By Mark Dwortzan
Despite deep cuts in federal research spending due to sequestration, Associate Professor Muhammad Zaman (BME, MSE) has secured a five-year grant of more than $3 million from the National Institutes of Health to develop mathematical and computational models of how breast cancer cells move and communicate as they migrate from tumors, invade nearby tissue and proliferate.
By mapping this process from the molecular to the cellular level through detailed, comprehensive multiscale models based on strong experimental and computational data, Zaman and his collaborators—MIT Professors Frank Gertler, Roger Kamm and Douglas Lauffenberger, and a computational modeling team in Singapore—aim to uncover new pathways to control tumor development and metastasis in the breast, lung, and other organs.
Complex biochemical and biomechanical interactions govern how cancer cells spread from tumors and metastasize in nearby tissue. Much is known about the mechanics of how cancer cells migrate, but how biochemical signaling within and among the cells drives that motion remains elusive.
“Imagine we know a car needs fuel for its engine to run, and we want to figure out how that fuel interacts with the engine to make it run,” said Zaman. “Similarly, we’re trying to find out how biomechanical and biochemical components of a cancer cell interact to propel that cell from a tumor to surrounding tissue.”
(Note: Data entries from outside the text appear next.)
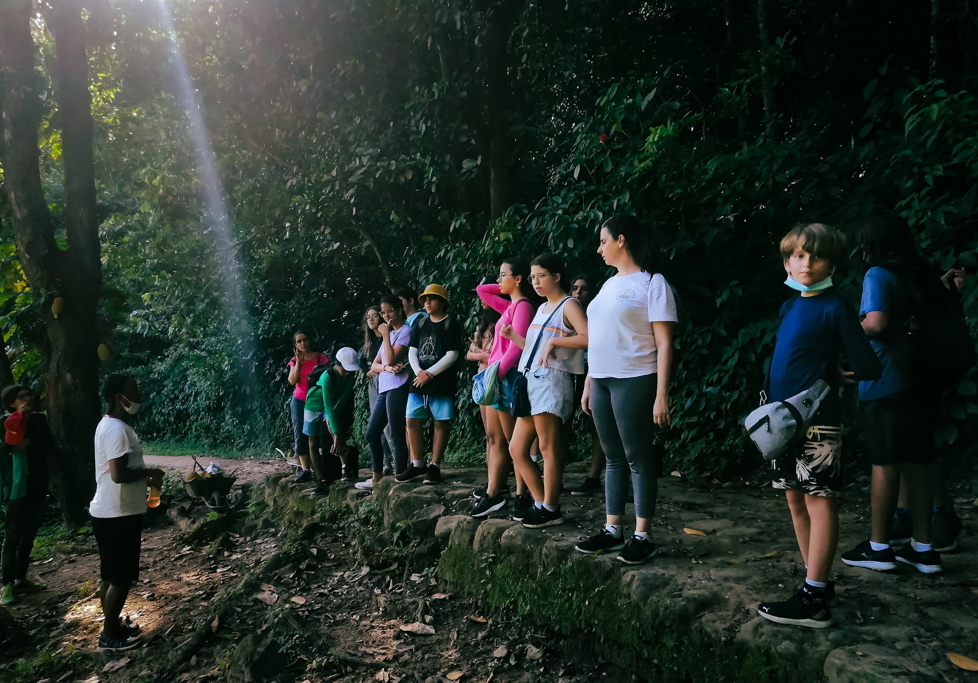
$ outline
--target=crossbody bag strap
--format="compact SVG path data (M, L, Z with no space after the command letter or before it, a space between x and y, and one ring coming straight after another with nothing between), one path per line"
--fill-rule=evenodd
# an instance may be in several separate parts
M566 299L564 299L559 304L557 304L556 308L554 309L554 311L551 313L551 315L547 317L547 320L540 326L540 331L537 332L537 340L533 343L533 351L530 352L530 355L526 359L526 366L523 367L523 372L524 373L527 372L530 369L530 365L533 364L533 359L535 359L537 357L537 349L540 348L540 340L544 336L544 330L547 329L547 324L554 319L554 316L556 315L556 312L563 308L563 305L567 303L567 300L571 299L571 298L573 298L573 297L569 297L568 296Z

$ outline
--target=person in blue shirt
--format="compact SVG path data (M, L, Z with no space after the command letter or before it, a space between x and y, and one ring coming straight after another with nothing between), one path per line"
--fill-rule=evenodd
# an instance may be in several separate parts
M905 280L926 264L917 254L907 221L894 213L871 214L860 230L860 243L869 266L863 279L860 315L883 374L876 381L860 382L859 387L862 427L872 463L870 534L843 553L842 561L877 571L896 569L897 562L903 562L924 574L936 574L941 571L941 555L931 542L931 507L940 391L921 385L913 372L919 360L913 358L907 326L912 312ZM894 524L901 474L908 483L906 516L911 518L903 525L899 515ZM894 549L891 543L899 547Z
M835 591L828 573L838 545L838 496L843 381L877 379L879 361L853 308L832 289L832 273L846 257L845 236L816 223L789 232L780 243L785 280L801 296L781 307L771 361L771 401L783 401L823 379L831 391L822 402L803 442L772 460L772 486L787 497L807 575L788 600L763 602L758 614L778 623L812 628L831 625L828 603ZM845 355L851 369L840 369Z

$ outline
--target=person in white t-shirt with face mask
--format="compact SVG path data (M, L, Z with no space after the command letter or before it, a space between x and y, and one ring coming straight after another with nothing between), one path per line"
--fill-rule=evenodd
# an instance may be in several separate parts
M119 615L130 586L139 578L143 513L147 488L161 488L163 472L146 467L143 445L132 428L143 396L129 375L111 374L102 388L109 412L95 430L95 497L89 505L92 533L99 545L102 583L99 598L105 621L99 652L139 645L139 626Z
M588 377L581 407L593 414L607 458L604 529L577 550L620 550L629 565L655 553L648 536L655 512L656 481L648 407L665 429L677 321L672 286L657 273L658 247L634 216L614 216L601 227L598 253L618 270L588 306ZM622 517L629 475L635 492L635 534L625 542Z

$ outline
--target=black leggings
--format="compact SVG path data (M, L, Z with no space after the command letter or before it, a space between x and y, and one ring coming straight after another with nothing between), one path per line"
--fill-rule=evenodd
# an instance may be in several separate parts
M370 446L371 467L374 472L383 472L383 428L390 422L390 449L394 455L394 474L408 468L408 394L407 383L377 395L367 423L367 444Z

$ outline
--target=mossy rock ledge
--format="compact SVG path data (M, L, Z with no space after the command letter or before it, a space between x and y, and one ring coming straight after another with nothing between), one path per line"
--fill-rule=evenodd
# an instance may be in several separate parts
M568 466L568 485L583 471ZM978 652L978 552L968 547L944 556L943 575L836 561L834 625L784 626L756 612L804 579L784 499L770 489L704 490L662 478L653 529L660 553L628 567L615 554L574 550L600 528L601 495L565 494L564 524L529 530L505 510L483 520L465 514L472 486L484 481L482 468L446 468L437 485L385 478L368 493L337 482L317 496L308 484L273 475L255 486L252 505L299 526L317 515L342 520L374 569L389 561L385 547L411 539L437 562L446 590L486 610L511 610L570 645L600 648L647 680L926 683L978 675L947 657ZM626 514L634 515L631 504ZM961 516L971 528L974 508ZM843 515L840 549L861 540L865 518Z

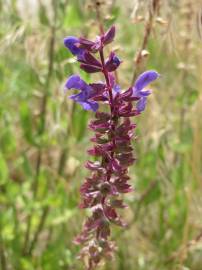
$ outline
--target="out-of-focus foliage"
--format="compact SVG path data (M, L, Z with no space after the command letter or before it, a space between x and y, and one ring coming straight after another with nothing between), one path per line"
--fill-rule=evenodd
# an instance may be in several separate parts
M77 205L90 113L63 93L67 76L79 72L63 38L96 35L94 2L0 1L2 270L83 269L72 240L85 214ZM149 0L100 2L105 28L117 25L126 87L152 7ZM202 269L201 6L160 2L141 69L162 76L138 120L135 192L122 213L129 228L114 228L118 250L106 270Z

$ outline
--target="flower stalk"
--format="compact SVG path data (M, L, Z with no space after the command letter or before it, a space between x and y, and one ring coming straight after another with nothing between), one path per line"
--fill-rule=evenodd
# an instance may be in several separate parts
M71 99L85 110L95 112L95 119L89 123L94 132L91 138L94 146L88 150L95 161L86 162L90 176L80 189L80 208L91 209L91 215L75 239L76 244L83 245L80 257L88 259L89 270L95 269L103 258L113 256L115 245L109 240L111 225L126 226L118 209L126 207L122 194L133 190L128 169L135 161L132 137L136 125L130 118L144 111L151 94L145 87L159 76L154 70L146 71L134 85L122 91L114 74L121 61L114 52L107 59L104 57L104 48L114 37L115 26L112 26L95 41L72 36L64 39L65 46L80 62L81 69L87 73L100 72L105 79L87 84L80 76L72 75L65 84L66 90L79 90L78 94L70 96ZM103 111L100 105L105 108Z

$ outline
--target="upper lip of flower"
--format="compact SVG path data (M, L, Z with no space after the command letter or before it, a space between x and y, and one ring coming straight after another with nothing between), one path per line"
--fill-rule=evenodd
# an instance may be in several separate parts
M155 70L148 70L142 73L136 80L133 86L133 97L139 98L136 108L139 112L145 109L147 103L147 96L151 94L151 90L145 89L151 82L159 77L158 72Z

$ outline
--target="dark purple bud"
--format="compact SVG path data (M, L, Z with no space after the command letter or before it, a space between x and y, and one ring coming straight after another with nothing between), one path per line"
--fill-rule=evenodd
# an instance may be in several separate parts
M113 25L105 34L103 37L103 44L109 44L114 40L115 37L116 28Z
M100 68L102 67L101 63L89 52L85 52L83 54L83 58L80 60L80 62Z
M84 53L82 48L79 48L79 39L73 36L64 39L64 45L70 50L73 55L80 56Z
M121 61L119 60L119 58L115 55L114 52L111 52L108 60L105 63L105 67L108 72L112 72L112 71L115 71L119 67L120 64L121 64Z

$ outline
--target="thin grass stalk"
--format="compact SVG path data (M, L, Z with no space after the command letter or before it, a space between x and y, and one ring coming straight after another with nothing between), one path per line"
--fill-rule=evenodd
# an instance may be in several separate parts
M48 97L49 97L49 86L50 86L50 81L51 81L51 76L53 73L53 60L54 60L54 49L55 49L55 32L56 32L56 20L57 20L57 12L56 12L56 4L52 1L52 7L54 10L54 19L53 19L53 24L50 25L50 47L49 47L49 56L48 56L48 73L46 77L46 82L45 82L45 91L44 95L42 97L42 102L41 102L41 108L40 108L40 125L39 125L39 130L38 130L38 135L41 136L43 135L46 127L46 115L47 115L47 103L48 103ZM36 160L36 174L35 174L35 179L33 183L33 199L35 200L37 197L37 192L38 192L38 185L39 185L39 175L40 175L40 169L42 165L42 149L39 147L38 152L37 152L37 160ZM37 242L38 239L38 234L39 234L39 229L42 226L43 219L46 216L45 213L47 213L48 209L45 207L43 210L41 220L39 222L39 225L36 229L36 232L34 234L33 240L30 243L30 247L28 247L29 242L30 242L30 232L31 232L31 224L32 224L32 218L33 215L30 214L28 216L27 220L27 229L25 233L25 241L24 241L24 247L23 247L23 254L25 255L31 255L32 250L34 248L35 243Z

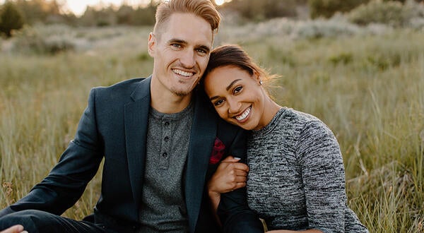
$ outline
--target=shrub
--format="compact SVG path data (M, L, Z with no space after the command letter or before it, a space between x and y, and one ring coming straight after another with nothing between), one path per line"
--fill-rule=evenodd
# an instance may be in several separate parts
M0 11L0 32L10 37L12 30L20 29L23 26L23 20L20 13L11 1L7 1Z
M363 25L384 23L394 27L408 26L423 17L422 8L423 6L413 1L405 4L399 1L371 1L353 9L347 16L351 22Z
M309 0L310 16L330 18L336 12L348 12L370 0Z
M16 34L14 50L21 53L54 55L59 52L73 51L76 44L73 36L66 32L68 27L24 27Z

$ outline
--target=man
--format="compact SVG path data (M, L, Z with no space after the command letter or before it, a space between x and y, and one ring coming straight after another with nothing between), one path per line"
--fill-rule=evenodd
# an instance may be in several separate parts
M219 21L208 0L162 3L148 38L151 76L91 90L59 163L28 195L0 211L0 229L20 224L31 233L219 232L205 181L225 155L242 157L245 150L242 131L218 119L195 89ZM81 197L103 158L93 215L83 221L59 216ZM240 226L228 229L260 232L257 217L239 205L242 193L223 196L224 211L240 213Z

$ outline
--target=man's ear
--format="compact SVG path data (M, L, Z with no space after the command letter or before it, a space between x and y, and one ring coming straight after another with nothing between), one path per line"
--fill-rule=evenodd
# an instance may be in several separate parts
M156 37L153 32L150 32L148 35L148 43L147 44L147 50L151 56L155 54L155 49L156 46Z

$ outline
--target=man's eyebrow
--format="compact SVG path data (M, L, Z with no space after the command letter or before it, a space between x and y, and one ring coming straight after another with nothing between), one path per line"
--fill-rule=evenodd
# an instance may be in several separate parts
M199 49L202 49L204 51L206 51L207 53L209 53L209 52L211 51L211 48L209 48L208 47L206 46L206 45L200 45L199 47Z
M225 90L230 90L230 88L231 88L234 85L234 84L235 84L235 83L240 81L240 80L241 79L239 78L239 79L236 79L236 80L233 80L232 82L231 82L231 83L230 83L230 85L228 85L228 86L225 88Z
M174 39L171 39L171 40L168 40L168 44L172 44L172 43L187 44L187 42L184 40L174 38Z

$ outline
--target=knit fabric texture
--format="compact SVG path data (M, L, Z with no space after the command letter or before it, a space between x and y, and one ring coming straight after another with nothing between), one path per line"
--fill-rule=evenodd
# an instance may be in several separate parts
M340 148L319 119L281 108L247 145L247 202L269 230L368 232L347 206Z

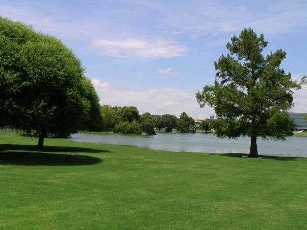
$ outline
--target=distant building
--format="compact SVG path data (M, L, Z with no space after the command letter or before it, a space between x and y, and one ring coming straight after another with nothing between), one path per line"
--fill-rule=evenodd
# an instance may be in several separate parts
M295 131L307 131L307 123L303 117L307 113L289 113L290 118L293 119L295 124Z
M203 121L203 120L205 120L206 119L203 118L193 118L194 121L195 122L195 125L196 126L196 129L199 129L199 126L200 126L200 124Z

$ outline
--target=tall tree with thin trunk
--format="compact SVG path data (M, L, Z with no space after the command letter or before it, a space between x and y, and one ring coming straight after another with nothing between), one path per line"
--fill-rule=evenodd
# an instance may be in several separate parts
M250 157L258 157L258 137L284 140L292 135L288 110L293 106L293 90L300 88L280 68L284 51L263 56L267 44L263 34L258 37L251 29L245 29L227 44L230 53L214 63L214 85L196 94L200 106L211 106L222 120L215 130L218 137L251 138Z

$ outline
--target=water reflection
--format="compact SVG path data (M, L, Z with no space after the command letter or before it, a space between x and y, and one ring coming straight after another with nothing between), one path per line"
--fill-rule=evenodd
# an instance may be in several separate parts
M240 153L249 151L250 139L218 138L212 134L158 133L156 135L123 135L113 133L72 135L74 141L133 146L180 152ZM306 137L289 137L287 140L257 140L258 153L267 156L307 157Z

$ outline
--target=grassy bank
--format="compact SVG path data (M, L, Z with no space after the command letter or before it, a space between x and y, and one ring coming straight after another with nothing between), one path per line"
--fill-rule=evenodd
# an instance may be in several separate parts
M37 142L0 132L0 229L306 228L307 159Z

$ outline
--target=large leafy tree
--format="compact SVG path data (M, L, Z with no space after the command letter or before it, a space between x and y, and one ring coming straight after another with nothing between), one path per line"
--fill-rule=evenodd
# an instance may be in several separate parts
M144 113L142 115L140 122L142 124L143 131L147 134L155 135L154 121L154 116L149 112Z
M257 37L250 28L245 29L227 43L230 54L214 63L214 85L196 94L200 106L213 107L222 120L215 130L218 137L251 138L251 157L258 157L257 137L284 140L293 133L287 111L293 105L293 90L300 87L280 68L284 51L263 56L267 44L263 34Z
M162 116L159 115L155 116L154 118L154 125L155 127L158 129L159 131L160 131L161 129L164 127L163 120L162 119Z
M181 133L188 133L190 125L195 125L195 121L184 111L177 120L177 130Z
M103 105L101 107L102 116L104 118L105 126L104 130L113 129L119 122L119 118L117 115L117 108L110 105Z
M56 38L0 17L1 127L67 137L101 129L99 99L72 52Z
M121 121L132 122L135 120L140 120L140 114L135 106L123 106L117 111L117 115Z
M208 131L210 129L210 120L209 119L206 119L206 120L202 121L199 127L202 129L203 130L207 131Z
M162 120L165 127L165 132L171 132L177 126L178 118L174 115L166 114L162 115Z

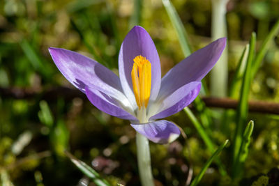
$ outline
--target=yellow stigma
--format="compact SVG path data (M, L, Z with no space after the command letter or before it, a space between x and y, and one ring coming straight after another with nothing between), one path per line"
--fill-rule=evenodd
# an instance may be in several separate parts
M147 107L151 88L151 64L145 57L137 56L134 59L132 82L135 100L140 109Z

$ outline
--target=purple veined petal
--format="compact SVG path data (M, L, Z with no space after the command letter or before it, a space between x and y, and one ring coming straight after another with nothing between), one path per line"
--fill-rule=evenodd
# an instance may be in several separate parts
M201 86L200 82L193 82L181 87L169 96L161 98L160 101L154 104L155 107L150 107L151 109L152 107L156 109L156 107L159 108L157 109L157 114L153 116L152 112L154 113L154 111L150 111L151 112L149 114L151 116L150 120L163 118L180 111L197 98Z
M135 107L137 104L133 91L131 71L135 56L142 55L151 64L151 89L150 101L156 99L161 81L160 59L149 34L141 26L134 26L127 34L119 52L119 77L123 90Z
M98 89L85 86L85 94L95 107L107 114L121 119L137 120L131 114L124 110L119 102Z
M83 93L88 86L121 95L119 77L106 67L73 51L52 47L49 51L62 75Z
M158 144L167 144L174 141L180 135L176 125L166 120L159 120L143 124L131 124L140 134L150 141Z
M219 59L225 45L225 38L218 39L176 65L163 77L158 96L167 96L185 84L201 81Z

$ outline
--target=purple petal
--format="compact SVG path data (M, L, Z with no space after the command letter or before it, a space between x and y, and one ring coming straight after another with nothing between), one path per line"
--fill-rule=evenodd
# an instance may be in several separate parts
M163 98L162 101L158 102L160 104L157 103L157 107L159 108L159 110L156 111L158 114L153 116L152 114L149 114L151 116L150 119L163 118L182 110L197 98L201 85L200 82L190 82L181 87L167 98ZM150 109L152 109L152 107ZM156 109L156 108L153 108L153 109ZM151 111L152 111L151 110Z
M85 93L85 86L102 88L121 94L119 77L98 62L75 52L50 48L50 53L58 69L75 87Z
M174 141L180 135L179 128L166 120L160 120L143 124L131 124L142 135L154 143L167 144Z
M89 101L98 109L122 119L137 121L131 114L125 111L121 102L97 89L85 86L85 93Z
M142 55L151 64L151 89L150 101L157 98L161 79L159 56L149 34L141 26L134 26L123 41L119 52L119 77L123 90L129 100L137 107L133 91L131 71L135 56Z
M158 96L167 96L185 84L201 81L219 59L225 45L226 38L220 38L172 68L162 79Z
Through their unprecedented effort to develop three-dimensional, multiscale models of the biomechanical motion and biochemical signaling of cellular proteins associated with breast cancer, the researchers hope to establish how these two phenomena work together to drive cancer cell migration, invasion and metastasis.
“The goal is to understand how specific signaling proteins which may be responsible for cancer—in this case breast cancer—are playing a role interacting with mechanical components of the cell in regulating its behavior,” said Zaman, who has developed several three-dimensional models of the mechanics of cancer cell migration. “Understanding this may allow us to develop specific therapies that can block that process, and thus give us a bigger repertoire of targets to stop cancer cells in their tracks,” he said.